L'agresseur du rédacteur en chef de Respekt condamné à deux ans et demi de prison

Tomas Nemecek (Photo : CTK)

Ce lundi, l'homme qui avait violemment agressé Tomas Nemecek, rédacteur en chef de l'hebdomadaire politique Respekt, en janvier dernier, a été condamné à 30 mois de prison. Le procès n'est cependant pas parvenu à dévoiler les raisons exactes de l'agression du journaliste.

Tomas Nemecek (Photo : CTK)
Une semaine d'hôpital, de nombreuses blessures au visage, des contusions cérébrales et des saignements au niveau de la rate, telles étaient les conséquences de l'attaque dont avait été victime Tomas Nemecek, le rédacteur en chef de l'hebdomadaire Respekt. De toute évidence, attendu devant chez lui alors qu'il allait chercher son petit déjeuner, deux hommes âgés entre 20 et 25 ans l'avaient violemment battu après l'avoir aspergé de gaz lacrymogène. Un an après les faits, Frantisek Ctrnacty est le seul des deux agresseurs a avoir été retrouvé et jugé. Le jeune homme de 25 ans avait été interpellé en février dernier, après avoir été reconnu par une voisine du journaliste et que ce dernier l'ait désigné parmi huit autres suspects, tout en admettant qu'il n'en était pas totalement certain. L'alibi avancé par la défense n'a en tout cas pas convaincu, dans la mesure où c'est la famille même de l'accusé qui a témoigné en sa faveur, précisant qu'au moment des faits, il dormait à la maison.

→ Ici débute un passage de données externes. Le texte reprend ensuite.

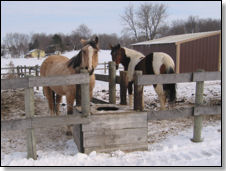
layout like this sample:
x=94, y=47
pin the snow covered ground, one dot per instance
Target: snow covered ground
x=169, y=141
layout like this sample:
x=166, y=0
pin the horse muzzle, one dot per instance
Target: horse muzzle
x=91, y=71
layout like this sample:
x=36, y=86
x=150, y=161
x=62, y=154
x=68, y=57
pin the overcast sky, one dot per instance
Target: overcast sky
x=100, y=17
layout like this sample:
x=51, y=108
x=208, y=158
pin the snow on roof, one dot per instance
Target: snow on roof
x=178, y=38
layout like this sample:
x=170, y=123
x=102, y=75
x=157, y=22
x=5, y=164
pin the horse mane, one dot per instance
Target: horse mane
x=76, y=60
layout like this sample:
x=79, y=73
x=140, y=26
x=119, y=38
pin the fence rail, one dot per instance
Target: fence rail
x=30, y=82
x=186, y=112
x=31, y=122
x=177, y=78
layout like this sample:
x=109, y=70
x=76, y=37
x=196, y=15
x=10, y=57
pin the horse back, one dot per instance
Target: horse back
x=55, y=65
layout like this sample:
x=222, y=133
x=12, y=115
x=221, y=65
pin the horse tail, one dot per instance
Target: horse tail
x=54, y=101
x=170, y=89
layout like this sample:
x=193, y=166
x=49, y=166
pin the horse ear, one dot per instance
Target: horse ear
x=110, y=46
x=96, y=39
x=83, y=41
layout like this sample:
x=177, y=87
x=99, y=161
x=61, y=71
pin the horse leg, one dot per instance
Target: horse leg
x=91, y=86
x=78, y=95
x=70, y=101
x=58, y=101
x=130, y=90
x=160, y=92
x=49, y=95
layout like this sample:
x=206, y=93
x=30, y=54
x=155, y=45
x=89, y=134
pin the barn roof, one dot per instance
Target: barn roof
x=182, y=38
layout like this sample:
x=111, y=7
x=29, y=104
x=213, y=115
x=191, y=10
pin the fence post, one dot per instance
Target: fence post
x=36, y=73
x=29, y=109
x=21, y=70
x=30, y=70
x=18, y=72
x=138, y=93
x=104, y=67
x=25, y=69
x=123, y=87
x=85, y=99
x=197, y=127
x=112, y=82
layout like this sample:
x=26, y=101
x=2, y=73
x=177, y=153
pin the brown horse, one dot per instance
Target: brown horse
x=154, y=63
x=54, y=65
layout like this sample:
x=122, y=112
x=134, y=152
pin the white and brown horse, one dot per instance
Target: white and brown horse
x=55, y=65
x=154, y=63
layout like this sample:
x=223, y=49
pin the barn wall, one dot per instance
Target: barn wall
x=200, y=54
x=170, y=49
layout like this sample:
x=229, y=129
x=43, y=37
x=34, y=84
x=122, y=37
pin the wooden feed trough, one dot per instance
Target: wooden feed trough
x=112, y=127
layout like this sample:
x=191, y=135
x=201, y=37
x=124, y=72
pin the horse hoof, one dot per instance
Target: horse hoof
x=69, y=133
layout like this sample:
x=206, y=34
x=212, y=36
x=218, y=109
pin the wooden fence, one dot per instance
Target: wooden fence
x=30, y=123
x=22, y=71
x=140, y=80
x=197, y=111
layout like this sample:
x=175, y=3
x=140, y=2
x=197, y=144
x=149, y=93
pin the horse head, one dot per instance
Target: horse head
x=117, y=54
x=87, y=58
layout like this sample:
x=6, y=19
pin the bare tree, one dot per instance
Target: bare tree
x=144, y=19
x=129, y=21
x=159, y=14
x=83, y=31
x=191, y=26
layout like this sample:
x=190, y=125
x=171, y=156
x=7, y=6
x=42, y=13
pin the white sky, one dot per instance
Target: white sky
x=100, y=17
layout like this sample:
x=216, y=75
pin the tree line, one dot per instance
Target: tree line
x=146, y=22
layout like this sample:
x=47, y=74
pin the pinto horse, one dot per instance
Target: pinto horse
x=154, y=63
x=54, y=65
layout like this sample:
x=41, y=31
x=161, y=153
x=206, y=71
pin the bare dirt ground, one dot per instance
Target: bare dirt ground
x=12, y=107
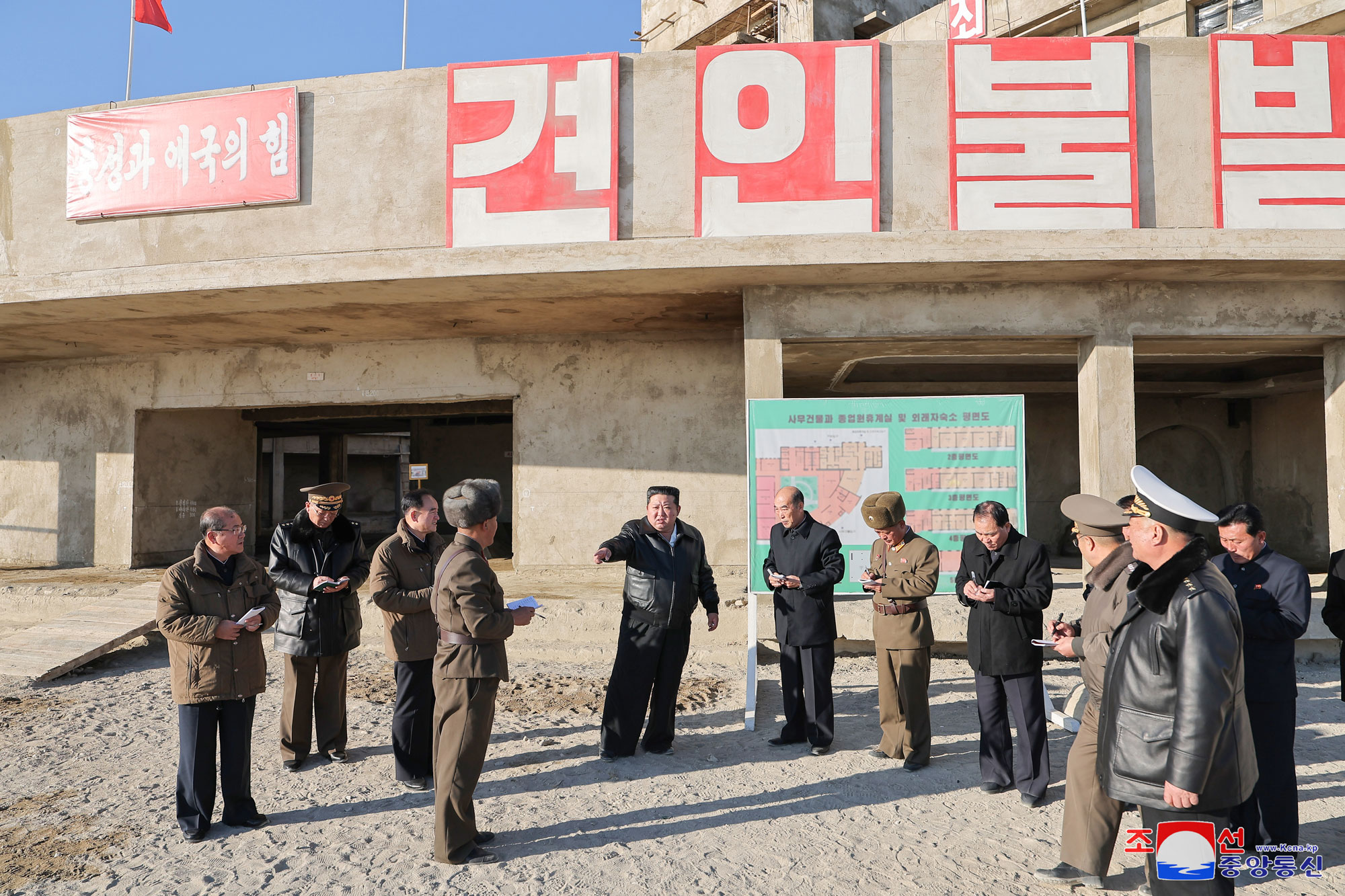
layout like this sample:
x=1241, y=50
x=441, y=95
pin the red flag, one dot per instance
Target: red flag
x=153, y=13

Le tribunal n'est cependant pas parvenu à faire la lumière sur le mobile exact de l'agression. A cet égard, Tomas Nemecek pouvait s'estimer insatisfait au sortir du procès. Dès après l'attaque, les soupçons, tant de Tomas Nemecek et de sa rédaction que des autorités, avaient penché en faveur de la thèse d'une vengeance ou d'un avertissement lancé à l'encontre du journaliste et du journal dans son ensemble, pour ses enquêtes et révélations sur les actions crapuleuses de la mafia locale des villes de Most et Litvinov. Respekt est en effet un hebdomadaire tchèque de haut niveau intellectuel, qui se fait un devoir d'enquêter et de dénoncer les affaires de corruption, les liens criminels que peuvent entretenir les milieux politico-économiques, autant de thèmes qui ne plaisent pas à tout le monde dans le pays...

Reliquats du communisme et comportements mafieux semblent se donner la main pour un cocktail explosif contre la liberté de la presse : déjà en 2003, Karel Srba, ancien secrétaire au ministère des Affaires étrangères avait été condamné pour avoir commandité l'assassinat d'une journaliste de Mlada fronta dnes qui avait rédigé une série d'articles sur les origines douteuses de sa fortune. De même, Jiri Hynek, reporter de la télévision publique tchèque avait été menacé d'agression suite à un de ses reportages. La République tchèque est une démocratie, mais il n'en reste pas moins que comme partout dans le monde, être journaliste est un métier à risques, surtout lorsqu'il s'agit de journalisme d'investigation qui entend assurer sérieusement sa vocation, en informant la société de ses disfonctionnements.